La majorité (60,2 %) des Russes qui souhaitaient avoir des enfants avant les chocs de 2022 ont déclaré que leurs projets n’avaient pas changé. En témoignent les résultats d'une étude menée par des auteurs de l'École supérieure d'économie de l'Université nationale de recherche « Intentions de reproduction des Russes en 2022-2023 : le rôle des facteurs subjectifs » (publiée dans le dernier numéro de la revue « Problèmes d'économie ». ).
Les parts de celles qui ont modifié de quelque manière que ce soit leurs projets de procréation ont été réparties comme suit :
En 2022, après le déclenchement des hostilités en Ukraine, des sanctions occidentales à grande échelle ont été introduites contre la Russie, qui se sont accompagnées de phénomènes de crise économique.

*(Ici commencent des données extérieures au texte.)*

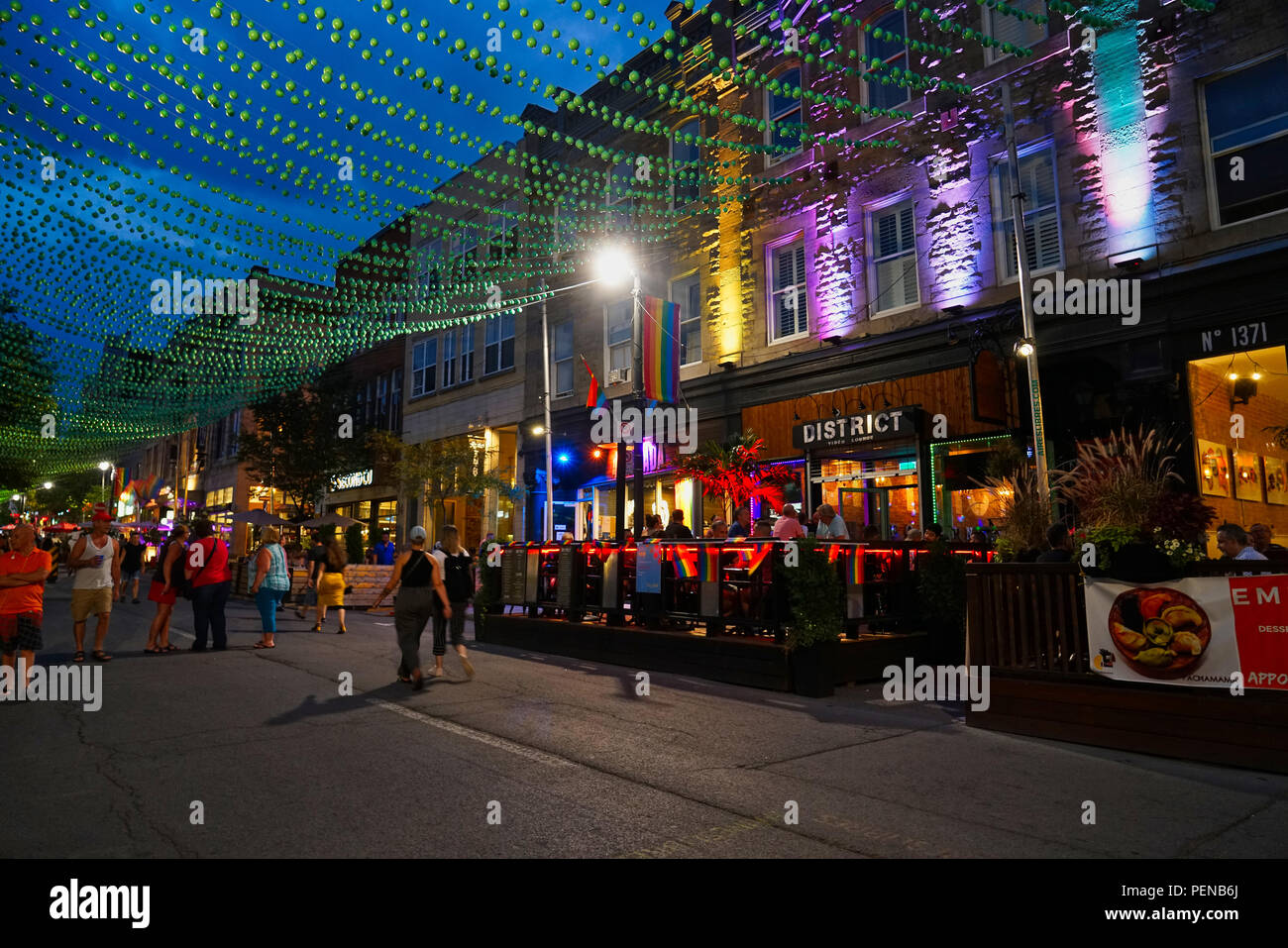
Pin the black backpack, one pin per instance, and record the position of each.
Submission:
(458, 576)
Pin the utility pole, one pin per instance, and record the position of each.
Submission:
(1025, 294)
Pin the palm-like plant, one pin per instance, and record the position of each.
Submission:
(734, 473)
(1117, 481)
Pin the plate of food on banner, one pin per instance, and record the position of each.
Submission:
(1159, 633)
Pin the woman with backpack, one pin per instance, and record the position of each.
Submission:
(166, 583)
(269, 581)
(419, 581)
(459, 579)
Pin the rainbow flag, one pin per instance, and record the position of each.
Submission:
(596, 398)
(709, 557)
(855, 572)
(686, 567)
(661, 350)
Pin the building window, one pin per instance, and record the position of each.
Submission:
(1041, 213)
(449, 359)
(785, 114)
(502, 232)
(395, 397)
(498, 352)
(686, 156)
(1245, 115)
(1020, 33)
(619, 333)
(424, 365)
(787, 313)
(893, 53)
(893, 275)
(561, 352)
(429, 265)
(688, 292)
(468, 353)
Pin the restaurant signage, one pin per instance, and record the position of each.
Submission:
(1201, 631)
(889, 424)
(359, 478)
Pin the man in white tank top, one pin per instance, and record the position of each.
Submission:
(97, 584)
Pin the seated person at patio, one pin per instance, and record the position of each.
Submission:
(787, 527)
(678, 531)
(1060, 544)
(1261, 539)
(829, 523)
(1233, 541)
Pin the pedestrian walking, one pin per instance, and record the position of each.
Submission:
(330, 582)
(206, 569)
(419, 579)
(458, 570)
(132, 566)
(163, 591)
(269, 579)
(22, 600)
(97, 584)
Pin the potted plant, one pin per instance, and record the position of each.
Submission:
(814, 623)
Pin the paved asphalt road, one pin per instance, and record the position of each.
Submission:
(575, 763)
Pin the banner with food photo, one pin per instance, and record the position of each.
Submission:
(1196, 631)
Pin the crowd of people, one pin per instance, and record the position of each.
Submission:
(194, 563)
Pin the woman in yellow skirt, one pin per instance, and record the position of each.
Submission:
(331, 583)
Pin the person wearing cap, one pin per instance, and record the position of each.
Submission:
(789, 527)
(97, 584)
(420, 579)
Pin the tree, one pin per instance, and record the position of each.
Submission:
(437, 471)
(734, 473)
(296, 446)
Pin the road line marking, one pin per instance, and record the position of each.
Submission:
(462, 730)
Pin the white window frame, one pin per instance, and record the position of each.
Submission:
(774, 158)
(447, 351)
(467, 372)
(691, 166)
(1003, 205)
(557, 360)
(993, 54)
(686, 317)
(1210, 156)
(627, 344)
(429, 364)
(802, 288)
(498, 321)
(905, 64)
(896, 205)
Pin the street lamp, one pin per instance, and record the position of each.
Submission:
(103, 467)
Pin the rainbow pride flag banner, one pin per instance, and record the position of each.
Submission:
(709, 558)
(855, 572)
(686, 565)
(661, 350)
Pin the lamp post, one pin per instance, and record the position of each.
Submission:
(103, 468)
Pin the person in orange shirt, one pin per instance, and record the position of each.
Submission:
(22, 597)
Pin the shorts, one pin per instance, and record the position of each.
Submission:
(90, 601)
(21, 633)
(156, 596)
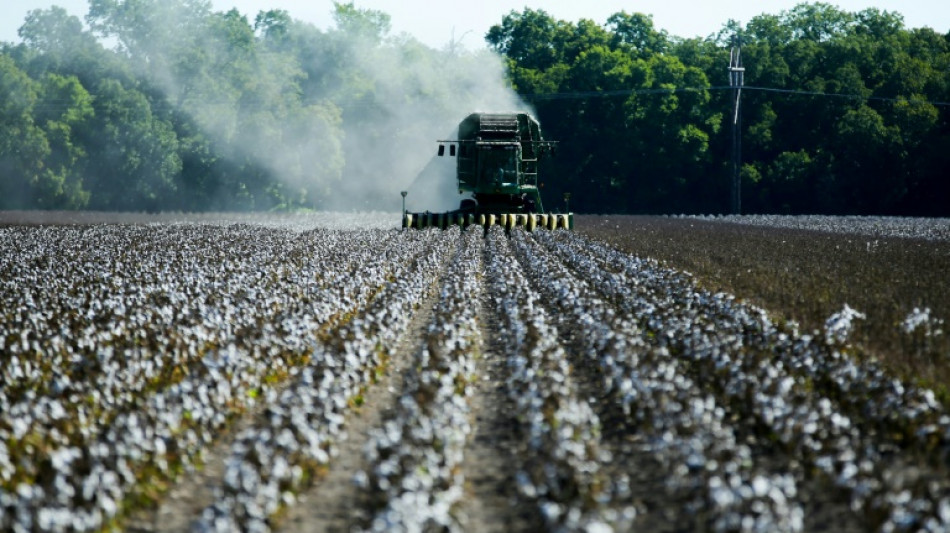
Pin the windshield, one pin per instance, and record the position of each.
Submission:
(499, 165)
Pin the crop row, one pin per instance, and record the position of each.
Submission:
(828, 411)
(561, 468)
(931, 229)
(132, 347)
(295, 434)
(415, 457)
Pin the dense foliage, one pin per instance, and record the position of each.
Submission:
(646, 118)
(173, 106)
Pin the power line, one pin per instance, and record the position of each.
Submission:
(673, 90)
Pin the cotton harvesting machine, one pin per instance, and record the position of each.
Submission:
(497, 158)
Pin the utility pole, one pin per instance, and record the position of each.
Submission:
(736, 81)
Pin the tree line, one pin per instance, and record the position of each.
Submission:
(170, 105)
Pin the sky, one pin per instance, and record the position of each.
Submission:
(437, 22)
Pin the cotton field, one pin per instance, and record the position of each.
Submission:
(539, 380)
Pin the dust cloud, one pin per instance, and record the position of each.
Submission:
(348, 116)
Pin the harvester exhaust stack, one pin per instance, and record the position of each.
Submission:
(497, 159)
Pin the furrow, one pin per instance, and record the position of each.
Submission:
(294, 441)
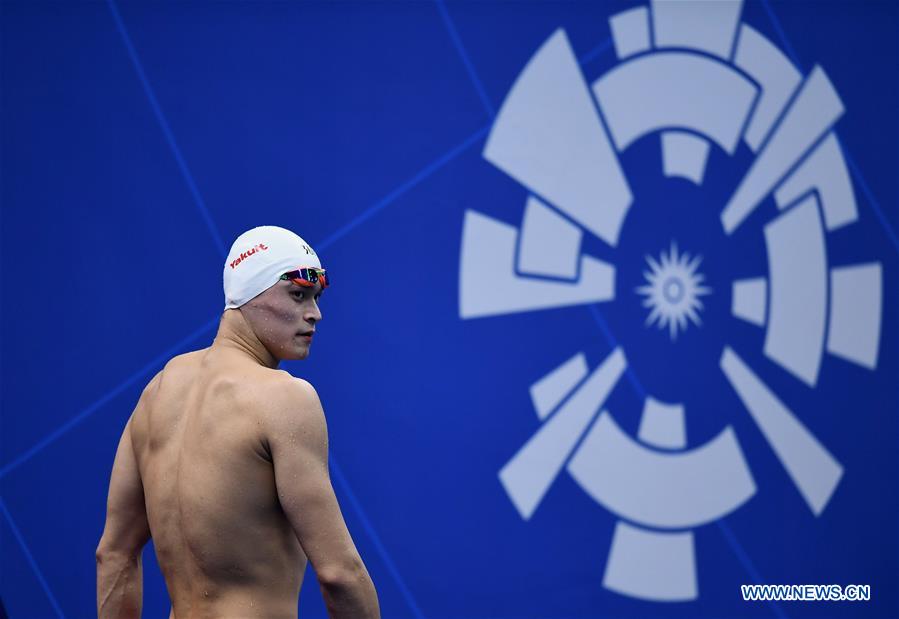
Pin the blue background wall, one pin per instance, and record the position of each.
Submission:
(139, 139)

L'étude, rédigée par Elena Vakulenko, Dmitry Gorsky, Valeria Kondratyeva et Ilya Trofimenko, a été menée sur la base d'une enquête en ligne menée en mai 2023. Les personnes interrogées âgées de 18 à 44 ans ont été interrogées parmi celles qui souhaitaient avoir des enfants environ un an avant l'enquête (3 287 questionnaires). L'enquête représente la population russe en âge de procréer par sexe, âge et lieu de résidence, note l'étude.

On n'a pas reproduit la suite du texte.